It’s found in fruit and vegetables including citrus fruits, green leafy vegetables, tomatoes and berries.
Eating five portions of fruit and vegetables a day should give you more than enough vitamin C. However, the UK’s National Diet and Nutrition Survey published in 2016 found only eight per cent of children aged 11 to 18, 27 per cent of adults aged 19 to 64 and 35 per cent of those aged 65 and over met the five-a-day recommendation.
Dr Sarah Brewer says: ‘Vitamin C is important in the immune system and may shorten the duration of the common cold. It is also needed to make collagen, an ingredient that helps build healthy skin, and cartilage in the joints. Supplements may be a good way to top up if you’re not eating enough fresh fruit and vegetables.’
What does vitamin C do?
Vitamin C (also known as ascorbic acid) is an antioxidant which protects cells in the body from damage by free radicals; these are unstable oxygen molecules caused by everyday processes such as breathing and eating, but also pollution and smoking. It is believed the build-up of free radicals may contribute to the ageing process and the development of conditions such as heart disease.

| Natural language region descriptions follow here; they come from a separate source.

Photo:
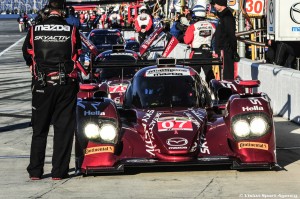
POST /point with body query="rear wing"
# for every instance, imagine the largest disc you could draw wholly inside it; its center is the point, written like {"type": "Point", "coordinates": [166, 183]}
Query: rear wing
{"type": "Point", "coordinates": [160, 62]}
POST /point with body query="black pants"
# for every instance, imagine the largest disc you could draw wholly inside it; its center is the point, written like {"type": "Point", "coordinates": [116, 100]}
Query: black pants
{"type": "Point", "coordinates": [228, 70]}
{"type": "Point", "coordinates": [209, 74]}
{"type": "Point", "coordinates": [56, 105]}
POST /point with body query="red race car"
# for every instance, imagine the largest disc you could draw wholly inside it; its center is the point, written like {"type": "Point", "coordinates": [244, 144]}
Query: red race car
{"type": "Point", "coordinates": [170, 116]}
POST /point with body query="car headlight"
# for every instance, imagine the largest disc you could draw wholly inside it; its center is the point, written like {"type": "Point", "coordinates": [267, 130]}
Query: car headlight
{"type": "Point", "coordinates": [108, 132]}
{"type": "Point", "coordinates": [258, 126]}
{"type": "Point", "coordinates": [92, 131]}
{"type": "Point", "coordinates": [241, 128]}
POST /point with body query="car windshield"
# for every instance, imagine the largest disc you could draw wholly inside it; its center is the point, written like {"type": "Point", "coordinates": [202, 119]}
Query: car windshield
{"type": "Point", "coordinates": [167, 91]}
{"type": "Point", "coordinates": [101, 39]}
{"type": "Point", "coordinates": [108, 73]}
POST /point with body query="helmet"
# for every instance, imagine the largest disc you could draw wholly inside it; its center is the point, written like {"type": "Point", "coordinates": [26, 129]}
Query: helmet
{"type": "Point", "coordinates": [199, 11]}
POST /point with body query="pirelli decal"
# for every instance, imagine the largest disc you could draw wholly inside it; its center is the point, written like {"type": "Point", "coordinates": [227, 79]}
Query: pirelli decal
{"type": "Point", "coordinates": [253, 145]}
{"type": "Point", "coordinates": [100, 149]}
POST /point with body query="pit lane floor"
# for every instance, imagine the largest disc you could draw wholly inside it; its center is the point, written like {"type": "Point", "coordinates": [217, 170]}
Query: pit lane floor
{"type": "Point", "coordinates": [191, 182]}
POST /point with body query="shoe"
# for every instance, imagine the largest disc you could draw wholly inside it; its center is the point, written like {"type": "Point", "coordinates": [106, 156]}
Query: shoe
{"type": "Point", "coordinates": [34, 178]}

Vitamin C also plays a key role in the growth and repair of tissues all over the human body. It also helps the body make collagen, an important protein which is used to make skin, tendons, cartilage and ligaments as well as blood vessels.

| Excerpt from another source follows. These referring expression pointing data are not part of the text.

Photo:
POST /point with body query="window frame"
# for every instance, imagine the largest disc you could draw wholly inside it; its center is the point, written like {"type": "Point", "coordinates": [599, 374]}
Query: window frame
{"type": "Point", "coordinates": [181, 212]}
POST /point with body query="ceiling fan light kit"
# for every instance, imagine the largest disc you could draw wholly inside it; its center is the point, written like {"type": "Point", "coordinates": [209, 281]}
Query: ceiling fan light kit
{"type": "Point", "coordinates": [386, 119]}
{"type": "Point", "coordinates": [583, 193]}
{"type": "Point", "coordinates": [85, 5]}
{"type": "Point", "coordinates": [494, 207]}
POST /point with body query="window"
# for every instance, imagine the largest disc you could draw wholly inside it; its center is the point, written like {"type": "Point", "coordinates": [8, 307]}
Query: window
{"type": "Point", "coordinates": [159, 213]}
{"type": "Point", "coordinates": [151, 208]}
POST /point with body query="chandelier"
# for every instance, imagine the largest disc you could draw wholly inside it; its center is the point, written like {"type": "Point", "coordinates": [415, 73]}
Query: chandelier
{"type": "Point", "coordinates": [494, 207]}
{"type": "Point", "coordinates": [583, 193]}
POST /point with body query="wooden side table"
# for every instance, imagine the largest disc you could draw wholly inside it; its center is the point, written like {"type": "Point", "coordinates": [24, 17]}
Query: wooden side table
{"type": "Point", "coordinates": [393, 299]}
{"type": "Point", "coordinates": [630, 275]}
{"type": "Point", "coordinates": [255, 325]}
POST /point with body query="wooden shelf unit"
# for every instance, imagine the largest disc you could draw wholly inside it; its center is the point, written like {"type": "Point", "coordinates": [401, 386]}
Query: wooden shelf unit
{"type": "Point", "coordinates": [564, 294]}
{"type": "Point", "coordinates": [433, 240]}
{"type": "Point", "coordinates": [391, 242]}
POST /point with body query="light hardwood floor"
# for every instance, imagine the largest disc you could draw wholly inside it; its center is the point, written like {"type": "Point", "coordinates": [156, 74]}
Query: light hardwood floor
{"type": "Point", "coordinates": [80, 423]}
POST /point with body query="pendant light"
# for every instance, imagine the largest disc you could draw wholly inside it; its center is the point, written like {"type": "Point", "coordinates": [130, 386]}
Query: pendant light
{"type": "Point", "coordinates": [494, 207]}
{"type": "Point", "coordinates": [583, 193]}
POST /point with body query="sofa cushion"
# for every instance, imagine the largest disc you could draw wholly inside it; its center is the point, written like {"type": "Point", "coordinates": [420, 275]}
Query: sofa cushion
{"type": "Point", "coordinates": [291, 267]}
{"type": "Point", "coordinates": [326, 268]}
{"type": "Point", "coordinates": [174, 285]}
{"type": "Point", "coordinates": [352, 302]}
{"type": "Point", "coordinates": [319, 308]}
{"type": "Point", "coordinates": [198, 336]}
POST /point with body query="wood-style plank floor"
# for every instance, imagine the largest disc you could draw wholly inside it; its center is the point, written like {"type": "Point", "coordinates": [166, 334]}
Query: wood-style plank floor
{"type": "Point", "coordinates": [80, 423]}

Vitamin C’s antioxidant properties have been found to help the body fight off colds quicker, although whether it can prevent you from catching one is less certain. A 2013 review of studies concluded regular doses of 200mg or more of vitamin C didn't influence common cold incidence in the general population but did shorten their duration (by eight per cent in adults and 14 per cent in children).

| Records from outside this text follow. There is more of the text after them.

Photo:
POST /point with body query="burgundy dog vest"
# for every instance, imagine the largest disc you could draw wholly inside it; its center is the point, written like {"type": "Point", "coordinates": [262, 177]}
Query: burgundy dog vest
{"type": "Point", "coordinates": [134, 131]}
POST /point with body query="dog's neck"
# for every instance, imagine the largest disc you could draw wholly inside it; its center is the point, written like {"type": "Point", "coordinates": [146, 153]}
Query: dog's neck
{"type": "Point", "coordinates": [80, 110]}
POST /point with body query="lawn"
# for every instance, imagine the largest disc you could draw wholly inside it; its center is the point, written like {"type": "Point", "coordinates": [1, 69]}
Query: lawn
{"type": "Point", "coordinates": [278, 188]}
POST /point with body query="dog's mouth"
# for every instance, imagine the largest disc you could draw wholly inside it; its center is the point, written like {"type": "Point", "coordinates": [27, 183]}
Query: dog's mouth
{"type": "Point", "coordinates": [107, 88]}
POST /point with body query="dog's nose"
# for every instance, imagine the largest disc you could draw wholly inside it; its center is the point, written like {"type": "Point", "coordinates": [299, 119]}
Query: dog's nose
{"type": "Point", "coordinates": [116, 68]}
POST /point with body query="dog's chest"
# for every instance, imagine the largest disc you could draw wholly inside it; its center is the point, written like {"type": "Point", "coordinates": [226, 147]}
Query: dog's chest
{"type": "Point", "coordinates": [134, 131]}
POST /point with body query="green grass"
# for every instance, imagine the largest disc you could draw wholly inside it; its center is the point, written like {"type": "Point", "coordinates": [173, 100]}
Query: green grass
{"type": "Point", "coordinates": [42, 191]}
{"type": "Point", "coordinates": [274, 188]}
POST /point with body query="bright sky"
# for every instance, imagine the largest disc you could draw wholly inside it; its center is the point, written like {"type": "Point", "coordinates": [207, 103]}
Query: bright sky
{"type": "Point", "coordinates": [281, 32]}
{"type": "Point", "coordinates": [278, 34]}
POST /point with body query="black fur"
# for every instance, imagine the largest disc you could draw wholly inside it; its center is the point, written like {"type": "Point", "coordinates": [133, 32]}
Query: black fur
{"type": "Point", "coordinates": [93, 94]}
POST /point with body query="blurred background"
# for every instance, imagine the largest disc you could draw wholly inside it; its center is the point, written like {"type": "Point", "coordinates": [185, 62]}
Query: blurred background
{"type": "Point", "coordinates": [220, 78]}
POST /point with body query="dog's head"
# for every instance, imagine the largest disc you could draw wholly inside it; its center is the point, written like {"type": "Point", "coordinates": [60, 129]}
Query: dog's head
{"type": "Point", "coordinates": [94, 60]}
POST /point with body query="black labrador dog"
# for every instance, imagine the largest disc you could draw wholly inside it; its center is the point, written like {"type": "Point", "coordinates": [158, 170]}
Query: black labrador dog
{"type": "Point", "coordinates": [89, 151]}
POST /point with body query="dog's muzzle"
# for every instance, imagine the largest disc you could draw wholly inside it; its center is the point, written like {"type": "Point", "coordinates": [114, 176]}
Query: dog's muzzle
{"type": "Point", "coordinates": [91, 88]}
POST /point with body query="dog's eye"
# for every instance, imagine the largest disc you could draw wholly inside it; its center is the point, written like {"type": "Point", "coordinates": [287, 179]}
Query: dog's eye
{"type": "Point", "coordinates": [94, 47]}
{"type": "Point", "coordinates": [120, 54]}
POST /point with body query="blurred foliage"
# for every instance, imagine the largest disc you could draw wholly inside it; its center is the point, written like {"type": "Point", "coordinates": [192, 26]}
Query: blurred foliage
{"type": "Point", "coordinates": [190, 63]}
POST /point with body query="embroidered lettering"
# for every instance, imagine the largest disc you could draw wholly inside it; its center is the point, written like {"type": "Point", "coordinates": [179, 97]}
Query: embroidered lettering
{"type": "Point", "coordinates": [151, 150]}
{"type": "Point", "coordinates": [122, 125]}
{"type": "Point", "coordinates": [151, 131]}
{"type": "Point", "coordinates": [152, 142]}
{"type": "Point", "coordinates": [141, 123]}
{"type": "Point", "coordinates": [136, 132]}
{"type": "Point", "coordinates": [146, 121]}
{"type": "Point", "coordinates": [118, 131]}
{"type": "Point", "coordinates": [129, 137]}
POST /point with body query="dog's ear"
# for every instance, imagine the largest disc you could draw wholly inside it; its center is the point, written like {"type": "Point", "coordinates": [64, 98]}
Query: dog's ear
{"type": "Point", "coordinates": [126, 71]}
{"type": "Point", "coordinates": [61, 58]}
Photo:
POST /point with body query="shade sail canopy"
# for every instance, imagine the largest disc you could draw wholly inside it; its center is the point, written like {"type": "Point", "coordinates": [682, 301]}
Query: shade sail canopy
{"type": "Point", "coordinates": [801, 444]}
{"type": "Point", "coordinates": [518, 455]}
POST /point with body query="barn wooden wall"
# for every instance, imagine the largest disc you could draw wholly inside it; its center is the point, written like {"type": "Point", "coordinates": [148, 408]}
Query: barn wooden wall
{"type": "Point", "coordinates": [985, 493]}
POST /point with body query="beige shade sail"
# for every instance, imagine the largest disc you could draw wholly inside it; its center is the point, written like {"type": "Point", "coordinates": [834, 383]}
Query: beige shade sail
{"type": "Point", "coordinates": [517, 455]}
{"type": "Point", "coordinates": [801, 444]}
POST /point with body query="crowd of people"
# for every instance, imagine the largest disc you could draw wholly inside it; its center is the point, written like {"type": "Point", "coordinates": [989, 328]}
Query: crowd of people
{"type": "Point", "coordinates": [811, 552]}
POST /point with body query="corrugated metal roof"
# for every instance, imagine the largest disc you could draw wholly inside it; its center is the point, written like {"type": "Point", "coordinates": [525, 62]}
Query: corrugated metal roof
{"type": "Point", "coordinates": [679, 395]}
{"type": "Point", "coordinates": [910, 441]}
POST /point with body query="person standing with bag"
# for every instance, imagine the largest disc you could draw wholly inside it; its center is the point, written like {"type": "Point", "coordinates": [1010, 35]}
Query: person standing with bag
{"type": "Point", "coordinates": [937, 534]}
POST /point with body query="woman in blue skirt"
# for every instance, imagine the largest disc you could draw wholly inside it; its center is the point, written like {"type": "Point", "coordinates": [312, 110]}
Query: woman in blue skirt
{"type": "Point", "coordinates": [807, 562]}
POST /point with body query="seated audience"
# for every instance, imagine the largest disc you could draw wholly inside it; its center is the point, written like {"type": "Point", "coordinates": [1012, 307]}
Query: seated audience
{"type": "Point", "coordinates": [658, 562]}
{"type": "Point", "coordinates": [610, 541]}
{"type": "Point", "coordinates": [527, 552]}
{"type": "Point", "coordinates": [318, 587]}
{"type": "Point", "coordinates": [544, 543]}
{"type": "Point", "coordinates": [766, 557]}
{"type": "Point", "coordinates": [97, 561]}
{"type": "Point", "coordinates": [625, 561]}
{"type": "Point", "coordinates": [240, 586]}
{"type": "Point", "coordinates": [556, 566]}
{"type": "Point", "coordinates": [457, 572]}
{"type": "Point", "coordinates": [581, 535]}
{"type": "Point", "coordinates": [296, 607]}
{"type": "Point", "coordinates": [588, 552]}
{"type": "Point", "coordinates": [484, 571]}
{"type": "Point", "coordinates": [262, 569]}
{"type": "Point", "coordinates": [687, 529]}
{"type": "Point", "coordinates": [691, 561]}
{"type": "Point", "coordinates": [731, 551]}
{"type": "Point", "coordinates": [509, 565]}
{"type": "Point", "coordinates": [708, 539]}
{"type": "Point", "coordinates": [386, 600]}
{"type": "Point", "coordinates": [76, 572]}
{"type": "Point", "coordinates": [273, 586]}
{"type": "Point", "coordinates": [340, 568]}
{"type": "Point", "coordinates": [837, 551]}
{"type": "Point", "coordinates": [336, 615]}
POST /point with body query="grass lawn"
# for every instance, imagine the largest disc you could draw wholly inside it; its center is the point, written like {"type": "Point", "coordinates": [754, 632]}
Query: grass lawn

The review also said vitamin C was particularly useful for preventing colds in people during periods of extreme physical exercise (including marathon runners and skiers), when it halved the risk.
Cataracts are a common eye condition that affect most people over 60 to some degree. They form when the normally clear lens in the eye becomes cloudy and this affects vision.
Researchers from King’s College in London published a study of twins in 2016 which found eating a diet rich in vitamin C could cut the risk of cataract progression by one third.
Vitamin C’s strong antioxidant effects may protect the arteries from oxidative stress and slow the progression of arteriosclerosis (hardening of the arteries), although the evidence on this is mixed. It's also thought to a play a role in lowering blood pressure and reducing uptake of harmful LDL cholesterol, a waxy substance made in the liver which can clog the arteries.
A 2015 Danish study of 97,000 people found a high intake of fruit and vegetables was associated with both a lower incidence of cardiovascular disease and dying from all causes. Researchers concluded it was possible these beneficial effects may be driven by the high vitamin C content in fruit and vegetables.
Getting vitamin C from your diet
Oranges, lemons, watermelon, mango, leafy green vegetables and broccoli, strawberries, red and green peppers, fresh tomatoes, blueberries, squash and cranberries are all good sources of vitamin C.
Vitamin C deficiency causes a disease called scurvy, where the body can't make enough collagen and tissue in the body breaks down causing muscle and joint pain, tiredness, a skin rash and bleeding, swollen gums. It’s very rare in the UK but may affect some people on low incomes, the elderly who eat poor diets, and heavy smokers. There are reports that it is on the increase.
Vitamin C is well-tolerated in most people. There's no upper safe daily limit set, but stomach upsets have been reported at doses of more than 1,000mg a day.
The UK’s recommended daily nutritional intake (RNI) is 40mg for adults, 50mg for pregnant women and 70mg for women while breastfeeding. Supplements are available at a range of doses, a typical one is 500mg to 1,000mg a day.